It's okay if you don't know where you're going. None of us do. This is for anyone who had a plan, that isn't going to plan. I'm here to reassure you, that most of the time, things don't go to plan. The biggest lesson I've learned having lived twenty-four years; is that we can plan for the future all we want, but when it comes down to it, the universe or God in my case is the ultimate decider of things.

Trust me. This was a freaking difficult lesson to learn, I mean-I went from wanting to be a lawyer to working in digital marketing. Things change, people, grow, and I'm guessing God wanted me to work in an industry that allowed me more creative freedom.

Lately, I've been wondering why God would put me in certain situations, just to take them away?

The scariest thing about being an adult, is looking at your peers succeed and wondering why you haven't reached that stage in life yet? Why am I not on this salary? Why can't I have those same opportunities and experiences?
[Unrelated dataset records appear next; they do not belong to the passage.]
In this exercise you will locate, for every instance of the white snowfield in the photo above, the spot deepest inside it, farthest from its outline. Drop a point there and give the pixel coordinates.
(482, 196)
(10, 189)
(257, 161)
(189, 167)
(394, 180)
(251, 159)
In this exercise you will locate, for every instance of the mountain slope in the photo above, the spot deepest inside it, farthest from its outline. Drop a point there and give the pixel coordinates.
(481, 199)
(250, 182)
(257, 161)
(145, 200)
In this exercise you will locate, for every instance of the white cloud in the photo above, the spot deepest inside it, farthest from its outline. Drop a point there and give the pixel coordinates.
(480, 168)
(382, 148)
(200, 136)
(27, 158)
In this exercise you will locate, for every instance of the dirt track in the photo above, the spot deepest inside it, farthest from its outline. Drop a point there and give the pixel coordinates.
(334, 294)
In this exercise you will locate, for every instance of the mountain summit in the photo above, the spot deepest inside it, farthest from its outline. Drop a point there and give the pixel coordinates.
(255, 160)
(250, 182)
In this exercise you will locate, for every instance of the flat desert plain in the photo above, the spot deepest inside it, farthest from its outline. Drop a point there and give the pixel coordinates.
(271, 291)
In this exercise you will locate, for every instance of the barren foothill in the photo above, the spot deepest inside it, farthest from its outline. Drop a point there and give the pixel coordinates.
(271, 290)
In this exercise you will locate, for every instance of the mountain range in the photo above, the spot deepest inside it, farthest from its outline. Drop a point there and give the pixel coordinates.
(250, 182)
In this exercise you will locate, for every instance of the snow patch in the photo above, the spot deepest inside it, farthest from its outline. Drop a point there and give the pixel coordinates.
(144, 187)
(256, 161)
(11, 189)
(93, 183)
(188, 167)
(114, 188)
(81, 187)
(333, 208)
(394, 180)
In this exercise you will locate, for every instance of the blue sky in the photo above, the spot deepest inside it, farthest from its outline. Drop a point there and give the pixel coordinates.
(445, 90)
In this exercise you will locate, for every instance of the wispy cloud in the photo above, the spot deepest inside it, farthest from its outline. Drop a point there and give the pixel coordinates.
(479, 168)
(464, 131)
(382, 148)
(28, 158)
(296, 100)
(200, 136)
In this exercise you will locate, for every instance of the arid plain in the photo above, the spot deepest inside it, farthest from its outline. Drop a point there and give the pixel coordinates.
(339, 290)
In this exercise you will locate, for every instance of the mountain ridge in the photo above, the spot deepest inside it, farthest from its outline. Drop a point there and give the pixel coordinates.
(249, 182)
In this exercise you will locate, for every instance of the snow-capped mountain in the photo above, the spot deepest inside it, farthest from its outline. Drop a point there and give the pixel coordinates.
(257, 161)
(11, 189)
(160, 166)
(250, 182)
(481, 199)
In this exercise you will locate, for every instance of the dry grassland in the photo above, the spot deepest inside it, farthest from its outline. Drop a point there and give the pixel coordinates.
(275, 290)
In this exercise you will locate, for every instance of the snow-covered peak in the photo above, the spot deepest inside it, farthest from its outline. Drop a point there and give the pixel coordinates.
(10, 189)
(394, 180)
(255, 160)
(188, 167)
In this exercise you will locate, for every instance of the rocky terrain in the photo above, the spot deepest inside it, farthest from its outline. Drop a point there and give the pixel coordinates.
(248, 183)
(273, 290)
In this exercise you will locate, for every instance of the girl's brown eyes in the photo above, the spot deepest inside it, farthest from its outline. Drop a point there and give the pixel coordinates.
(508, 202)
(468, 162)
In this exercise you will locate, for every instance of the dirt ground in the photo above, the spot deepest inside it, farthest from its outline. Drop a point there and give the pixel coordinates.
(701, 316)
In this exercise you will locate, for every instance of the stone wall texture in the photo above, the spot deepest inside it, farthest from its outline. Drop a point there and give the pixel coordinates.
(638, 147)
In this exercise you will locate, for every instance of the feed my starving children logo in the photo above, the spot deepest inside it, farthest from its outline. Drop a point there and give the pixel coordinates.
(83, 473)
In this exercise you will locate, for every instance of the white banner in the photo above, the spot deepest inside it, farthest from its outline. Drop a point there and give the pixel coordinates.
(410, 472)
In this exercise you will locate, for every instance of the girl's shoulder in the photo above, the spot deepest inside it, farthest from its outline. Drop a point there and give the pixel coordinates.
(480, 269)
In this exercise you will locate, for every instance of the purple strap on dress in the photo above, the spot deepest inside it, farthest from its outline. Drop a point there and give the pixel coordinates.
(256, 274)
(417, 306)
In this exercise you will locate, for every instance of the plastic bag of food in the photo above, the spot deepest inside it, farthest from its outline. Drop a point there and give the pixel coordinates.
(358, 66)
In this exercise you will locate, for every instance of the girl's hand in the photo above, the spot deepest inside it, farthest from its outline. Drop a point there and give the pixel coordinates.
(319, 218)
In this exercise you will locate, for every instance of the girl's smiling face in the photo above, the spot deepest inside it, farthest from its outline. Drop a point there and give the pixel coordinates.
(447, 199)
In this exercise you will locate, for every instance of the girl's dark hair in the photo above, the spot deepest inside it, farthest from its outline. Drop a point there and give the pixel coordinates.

Again, I can hear my peers at church saying that "comparison is the biggest thief of joy". It's true, but I don't like to think of it like that; when I'm going through a rocky road.

Looks can be deceiving because I couldn't count how many people I've spoken to who are struggling. We live in a society where looking like you have your shit together, is favoured over the deep cries for help. I will remind you again. Most people who look like they've got their shit together, probably don't; and are probably crying for someone to come to their refuge.